ZEPHYRHILLS - Department of Transportation officials said they won't try to ram through an unpopular road project against the city's wishes.

"We are not threatening to pull this project," DOT director Scott Collister told the city council on Monday. "It has never been our attempt to present it as a take-it-or-leave-it decision."

City leaders have been fighting the plan to widen U.S. 301, known as Gall Boulevard in Zephyrhills.

The $70 million project, scheduled to start in 2015, would convert Gall into a one-way street for northbound traffic. All southbound traffic would be diverted to Sixth Street, which already is one-way. Both streets eventually would be widened to three lanes.

Mayor Cliff McDuffie said that having six lanes of one-way traffic "would tear this town apart" and destroy the city's business corridor.

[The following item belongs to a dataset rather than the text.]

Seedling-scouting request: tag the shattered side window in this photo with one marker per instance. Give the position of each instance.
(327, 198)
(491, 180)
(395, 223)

City leaders prefer a plan that would extend Seventh Street, which is already a one-way street, to carry the bulk of the northbound traffic. The city's plan would keep two-way traffic on Gall and give it more of a small-town, main street feel.

"Our goals as organizations are completely diverse," Councilwoman Jodi Wilkeson said. "Their goal is to move people through town as quickly as possible. Our goal is to enhance the quality of life for our residents."

Collister said DOT would be willing to consider redoing the preliminary design and environmental study even though it could cost an additional $1 million and delay the project a year. But he warned council members that starting over from scratch puts them at risk of losing $31 million already budgeted to buy right of way.

The funding was authorized for the DOT plan, which was approved by the Federal Highway Administration. The proposed right of way acquisition, initially scheduled for 2013, has been pushed back a year.

Council President Luis Lopez criticized the DOT for continuing to push a plan that was unpopular when it was designed in 2001.

"If you ask me, the DOT is being quite obtuse in thinking that plans from seven years ago will work today," Lopez said. "It feels like we're being bullied."

Collister said all of DOT's traffic studies have been updated. He agreed to share the department's data with the city's transportation consultant so he could run his own analysis.

DOT engineers say the city's plan would be more expensive and difficult to get approved by the FHA because it affects the city's historic district. It also would create a traffic flow problem around the post office.

But a handful of residents asked the council to keep up the fight. Bill Spurrell said the cost of redoing the engineering study would be minimal compared with the cost of lost business in Zephyrhills if the one-way plan is allowed to proceed.

"For the state to say take it or else is blackmail," Spurrell said. "It's our money. We gave it to them to hold for us. Let us decide how to spend it."

The project is aimed at alleviating congestion on the 1.8-mile segment between State Road 39 and North Avenue. Construction would cost an estimated $40 million.

The City Council will wait to hear the report from its own transportation consultant before deciding how to proceed.